Decentralization need not be entirely limited to the states, though. In general, subsidiarity is the way to go: drive the decision-making to as low a level of government or organization as it can go. Encourage people to get involved in their own communities, rather than focusing exclusively on the activities of the federal government. The more people are involved, the more they can take ownership of their lives and society, rather than feeling voiceless when pitted against a cold bureaucracy. Most critically, mistakes are less contagious mistakes this way.
One final point here: not all of this needs to be “the government.” Republican Senator Ben Sasse often cites “Rotary Clubs” as the foundation for American civil society. I’ve never lived in a place with an active Rotary Club that had a real visible presence in a community, but I envy that.

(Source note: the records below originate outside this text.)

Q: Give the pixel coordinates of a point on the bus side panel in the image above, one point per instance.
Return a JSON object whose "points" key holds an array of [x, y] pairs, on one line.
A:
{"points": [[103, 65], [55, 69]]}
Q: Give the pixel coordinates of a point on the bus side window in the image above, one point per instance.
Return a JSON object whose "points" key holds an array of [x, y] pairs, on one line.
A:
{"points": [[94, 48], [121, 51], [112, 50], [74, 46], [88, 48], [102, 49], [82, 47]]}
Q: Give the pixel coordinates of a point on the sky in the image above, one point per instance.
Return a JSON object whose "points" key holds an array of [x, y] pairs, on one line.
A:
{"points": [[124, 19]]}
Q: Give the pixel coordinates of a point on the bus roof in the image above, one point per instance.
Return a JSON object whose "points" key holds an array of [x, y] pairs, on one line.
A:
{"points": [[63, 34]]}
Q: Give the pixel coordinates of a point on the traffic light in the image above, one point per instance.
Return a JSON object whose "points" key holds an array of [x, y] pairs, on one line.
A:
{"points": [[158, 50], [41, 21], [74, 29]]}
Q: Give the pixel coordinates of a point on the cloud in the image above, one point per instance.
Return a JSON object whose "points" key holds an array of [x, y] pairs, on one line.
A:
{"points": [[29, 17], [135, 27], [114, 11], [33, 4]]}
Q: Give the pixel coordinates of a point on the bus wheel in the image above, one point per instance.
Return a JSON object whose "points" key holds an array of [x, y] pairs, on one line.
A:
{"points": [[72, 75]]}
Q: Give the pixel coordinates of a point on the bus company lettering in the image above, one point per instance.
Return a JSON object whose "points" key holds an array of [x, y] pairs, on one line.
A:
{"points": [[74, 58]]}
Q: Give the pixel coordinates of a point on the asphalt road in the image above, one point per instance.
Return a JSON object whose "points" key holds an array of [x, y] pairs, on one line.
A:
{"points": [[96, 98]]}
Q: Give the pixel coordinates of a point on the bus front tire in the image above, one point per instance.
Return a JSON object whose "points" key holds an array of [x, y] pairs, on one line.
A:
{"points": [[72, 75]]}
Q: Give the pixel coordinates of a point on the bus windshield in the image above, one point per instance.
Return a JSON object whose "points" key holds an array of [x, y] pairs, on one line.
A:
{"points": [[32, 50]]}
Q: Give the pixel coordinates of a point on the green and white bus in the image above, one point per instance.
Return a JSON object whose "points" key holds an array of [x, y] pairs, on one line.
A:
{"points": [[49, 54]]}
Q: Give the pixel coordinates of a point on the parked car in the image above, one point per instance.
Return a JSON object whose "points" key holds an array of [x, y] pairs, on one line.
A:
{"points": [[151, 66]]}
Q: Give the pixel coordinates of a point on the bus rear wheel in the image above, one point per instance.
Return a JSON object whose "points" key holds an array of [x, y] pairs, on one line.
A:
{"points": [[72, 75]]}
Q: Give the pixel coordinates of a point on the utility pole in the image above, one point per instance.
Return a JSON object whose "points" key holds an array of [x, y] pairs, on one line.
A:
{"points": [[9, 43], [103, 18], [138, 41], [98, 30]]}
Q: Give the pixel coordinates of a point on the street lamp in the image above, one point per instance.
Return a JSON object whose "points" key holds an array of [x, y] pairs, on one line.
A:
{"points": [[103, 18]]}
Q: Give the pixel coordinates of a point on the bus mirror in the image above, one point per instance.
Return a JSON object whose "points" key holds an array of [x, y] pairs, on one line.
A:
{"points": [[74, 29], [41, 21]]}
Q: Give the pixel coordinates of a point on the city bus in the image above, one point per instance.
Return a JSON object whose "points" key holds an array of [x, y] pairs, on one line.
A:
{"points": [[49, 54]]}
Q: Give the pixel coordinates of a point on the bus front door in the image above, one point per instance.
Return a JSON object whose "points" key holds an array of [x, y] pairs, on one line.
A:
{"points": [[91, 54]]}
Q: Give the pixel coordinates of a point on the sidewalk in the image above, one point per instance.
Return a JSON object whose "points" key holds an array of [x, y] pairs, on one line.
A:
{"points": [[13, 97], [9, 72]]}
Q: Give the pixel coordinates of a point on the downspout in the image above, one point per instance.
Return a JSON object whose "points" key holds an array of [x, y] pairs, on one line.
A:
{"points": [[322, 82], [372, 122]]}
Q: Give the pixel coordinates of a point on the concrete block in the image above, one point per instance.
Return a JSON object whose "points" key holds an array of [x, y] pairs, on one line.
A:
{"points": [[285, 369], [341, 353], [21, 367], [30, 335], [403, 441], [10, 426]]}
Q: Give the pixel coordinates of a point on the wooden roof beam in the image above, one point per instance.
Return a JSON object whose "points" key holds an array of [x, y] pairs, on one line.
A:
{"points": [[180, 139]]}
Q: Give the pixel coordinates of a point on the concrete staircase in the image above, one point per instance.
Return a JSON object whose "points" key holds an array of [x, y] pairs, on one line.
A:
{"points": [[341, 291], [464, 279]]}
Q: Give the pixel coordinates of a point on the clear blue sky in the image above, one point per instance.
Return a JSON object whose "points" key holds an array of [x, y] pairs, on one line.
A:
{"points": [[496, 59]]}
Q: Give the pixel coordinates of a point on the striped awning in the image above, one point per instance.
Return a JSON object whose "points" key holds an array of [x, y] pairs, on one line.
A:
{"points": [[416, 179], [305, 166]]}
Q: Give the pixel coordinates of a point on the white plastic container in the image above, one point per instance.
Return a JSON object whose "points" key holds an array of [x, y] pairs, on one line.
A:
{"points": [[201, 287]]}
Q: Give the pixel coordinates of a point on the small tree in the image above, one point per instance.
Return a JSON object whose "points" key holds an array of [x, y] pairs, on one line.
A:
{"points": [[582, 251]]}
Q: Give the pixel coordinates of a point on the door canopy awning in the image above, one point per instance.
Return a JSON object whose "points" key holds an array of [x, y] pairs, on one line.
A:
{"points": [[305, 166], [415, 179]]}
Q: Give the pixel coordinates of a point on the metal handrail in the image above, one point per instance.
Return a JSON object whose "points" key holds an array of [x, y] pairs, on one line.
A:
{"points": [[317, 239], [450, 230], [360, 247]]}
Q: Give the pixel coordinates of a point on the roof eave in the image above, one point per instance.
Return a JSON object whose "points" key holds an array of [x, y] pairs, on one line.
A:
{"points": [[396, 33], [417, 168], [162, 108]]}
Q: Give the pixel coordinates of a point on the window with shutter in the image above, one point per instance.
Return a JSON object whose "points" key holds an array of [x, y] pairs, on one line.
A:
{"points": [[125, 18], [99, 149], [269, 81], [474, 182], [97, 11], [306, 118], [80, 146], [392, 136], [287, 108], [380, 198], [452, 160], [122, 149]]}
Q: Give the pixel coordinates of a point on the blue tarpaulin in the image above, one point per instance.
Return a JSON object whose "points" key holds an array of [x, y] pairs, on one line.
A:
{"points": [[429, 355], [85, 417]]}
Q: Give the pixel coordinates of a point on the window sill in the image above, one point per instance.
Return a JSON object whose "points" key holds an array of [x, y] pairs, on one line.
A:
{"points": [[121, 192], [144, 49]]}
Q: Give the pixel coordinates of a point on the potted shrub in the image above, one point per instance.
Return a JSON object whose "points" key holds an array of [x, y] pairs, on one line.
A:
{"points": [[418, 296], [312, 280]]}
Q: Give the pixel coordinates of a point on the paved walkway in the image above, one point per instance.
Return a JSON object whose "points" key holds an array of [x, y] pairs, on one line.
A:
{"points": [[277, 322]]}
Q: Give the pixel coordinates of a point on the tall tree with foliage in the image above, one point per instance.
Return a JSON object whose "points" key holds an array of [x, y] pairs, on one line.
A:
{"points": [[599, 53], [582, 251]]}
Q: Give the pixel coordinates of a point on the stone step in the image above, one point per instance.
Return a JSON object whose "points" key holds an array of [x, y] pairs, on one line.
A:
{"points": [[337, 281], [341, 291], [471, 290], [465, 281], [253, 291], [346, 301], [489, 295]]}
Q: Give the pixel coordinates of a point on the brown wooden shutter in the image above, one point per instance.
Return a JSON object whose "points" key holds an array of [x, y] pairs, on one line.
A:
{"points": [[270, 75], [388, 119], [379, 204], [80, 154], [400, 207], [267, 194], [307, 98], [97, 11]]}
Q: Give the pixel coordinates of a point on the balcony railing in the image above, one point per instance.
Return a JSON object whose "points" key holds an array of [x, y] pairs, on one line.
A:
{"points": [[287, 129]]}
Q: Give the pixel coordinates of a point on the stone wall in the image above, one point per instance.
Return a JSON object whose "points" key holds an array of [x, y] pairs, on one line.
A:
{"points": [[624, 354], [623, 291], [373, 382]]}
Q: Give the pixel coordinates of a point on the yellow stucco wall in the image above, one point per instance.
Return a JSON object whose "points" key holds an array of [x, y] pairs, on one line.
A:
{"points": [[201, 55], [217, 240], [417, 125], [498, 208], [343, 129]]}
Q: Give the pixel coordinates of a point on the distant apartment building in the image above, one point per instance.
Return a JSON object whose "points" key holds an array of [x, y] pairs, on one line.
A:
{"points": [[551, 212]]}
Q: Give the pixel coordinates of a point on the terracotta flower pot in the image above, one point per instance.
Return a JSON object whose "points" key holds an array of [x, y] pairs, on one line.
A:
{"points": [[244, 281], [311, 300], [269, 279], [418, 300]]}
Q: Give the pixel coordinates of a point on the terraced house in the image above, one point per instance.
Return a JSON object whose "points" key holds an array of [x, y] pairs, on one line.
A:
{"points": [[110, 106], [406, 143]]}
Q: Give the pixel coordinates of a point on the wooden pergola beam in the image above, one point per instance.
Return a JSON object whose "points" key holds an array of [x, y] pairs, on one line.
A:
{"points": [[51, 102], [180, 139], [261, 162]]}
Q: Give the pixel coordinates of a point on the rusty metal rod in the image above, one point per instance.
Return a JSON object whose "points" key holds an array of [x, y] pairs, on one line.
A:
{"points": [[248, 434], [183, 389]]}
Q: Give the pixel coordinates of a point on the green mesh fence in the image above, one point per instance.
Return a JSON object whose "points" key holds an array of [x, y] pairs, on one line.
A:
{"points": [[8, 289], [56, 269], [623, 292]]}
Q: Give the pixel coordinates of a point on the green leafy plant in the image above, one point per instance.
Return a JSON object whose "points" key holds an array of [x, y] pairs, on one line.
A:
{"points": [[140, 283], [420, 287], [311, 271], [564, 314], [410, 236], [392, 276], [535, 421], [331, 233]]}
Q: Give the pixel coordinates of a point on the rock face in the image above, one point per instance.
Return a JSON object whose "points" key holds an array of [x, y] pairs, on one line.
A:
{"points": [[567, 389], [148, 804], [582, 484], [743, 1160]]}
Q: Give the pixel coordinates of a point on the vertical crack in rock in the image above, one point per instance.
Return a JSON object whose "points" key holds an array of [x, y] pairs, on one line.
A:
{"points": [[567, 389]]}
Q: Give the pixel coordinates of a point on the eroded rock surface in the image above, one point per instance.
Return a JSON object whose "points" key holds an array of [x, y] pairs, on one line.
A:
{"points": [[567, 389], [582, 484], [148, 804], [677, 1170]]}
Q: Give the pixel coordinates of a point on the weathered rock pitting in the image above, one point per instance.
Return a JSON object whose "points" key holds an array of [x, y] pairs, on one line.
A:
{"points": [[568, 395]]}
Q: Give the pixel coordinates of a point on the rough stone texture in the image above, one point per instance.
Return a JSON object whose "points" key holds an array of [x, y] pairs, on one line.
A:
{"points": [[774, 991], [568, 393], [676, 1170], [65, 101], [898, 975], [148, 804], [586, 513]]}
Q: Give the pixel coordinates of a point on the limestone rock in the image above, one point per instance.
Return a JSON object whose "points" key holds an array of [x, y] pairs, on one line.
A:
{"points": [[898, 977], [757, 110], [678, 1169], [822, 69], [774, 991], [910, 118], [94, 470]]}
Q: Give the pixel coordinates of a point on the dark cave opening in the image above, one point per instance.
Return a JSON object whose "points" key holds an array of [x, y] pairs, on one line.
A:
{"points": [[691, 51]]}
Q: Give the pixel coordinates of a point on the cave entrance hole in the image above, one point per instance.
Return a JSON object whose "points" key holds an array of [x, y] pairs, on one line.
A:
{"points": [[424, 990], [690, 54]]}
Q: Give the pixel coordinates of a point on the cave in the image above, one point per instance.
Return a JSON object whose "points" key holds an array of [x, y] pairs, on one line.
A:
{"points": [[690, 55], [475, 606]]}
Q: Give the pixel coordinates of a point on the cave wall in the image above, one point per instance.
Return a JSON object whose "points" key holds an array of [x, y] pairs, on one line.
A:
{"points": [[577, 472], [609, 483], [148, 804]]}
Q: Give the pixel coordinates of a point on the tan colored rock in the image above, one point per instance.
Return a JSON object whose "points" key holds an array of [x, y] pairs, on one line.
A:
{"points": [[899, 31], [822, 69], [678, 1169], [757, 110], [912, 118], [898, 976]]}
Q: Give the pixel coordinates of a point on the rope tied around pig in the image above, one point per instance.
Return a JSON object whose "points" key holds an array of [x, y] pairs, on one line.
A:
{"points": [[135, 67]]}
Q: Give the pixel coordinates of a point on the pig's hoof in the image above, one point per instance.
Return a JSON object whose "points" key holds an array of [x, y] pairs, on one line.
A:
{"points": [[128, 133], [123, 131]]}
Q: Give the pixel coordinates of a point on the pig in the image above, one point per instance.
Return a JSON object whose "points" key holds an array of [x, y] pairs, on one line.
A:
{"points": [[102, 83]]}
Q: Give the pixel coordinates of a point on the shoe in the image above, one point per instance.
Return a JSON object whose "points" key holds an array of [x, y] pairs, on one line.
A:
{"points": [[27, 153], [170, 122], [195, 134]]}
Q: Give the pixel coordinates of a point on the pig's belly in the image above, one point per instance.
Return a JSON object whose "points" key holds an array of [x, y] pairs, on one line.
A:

People tend to be more charitable when dealing with the local than with the national or international. Having nongovernmental organizations that can step in and provide stability for struggling kids, and public meals for low-income families, and toy drives, and all of the other things that benefit the less fortunate is a must. These are intrinsic goods, and they help us achieve meaning in ways that simply sending a few extra bucks a year in taxes to Washington DC will ever do. On top of that, we shouldn't reject a state-sponsored safety net, but we should steer it towards the local when and where we can.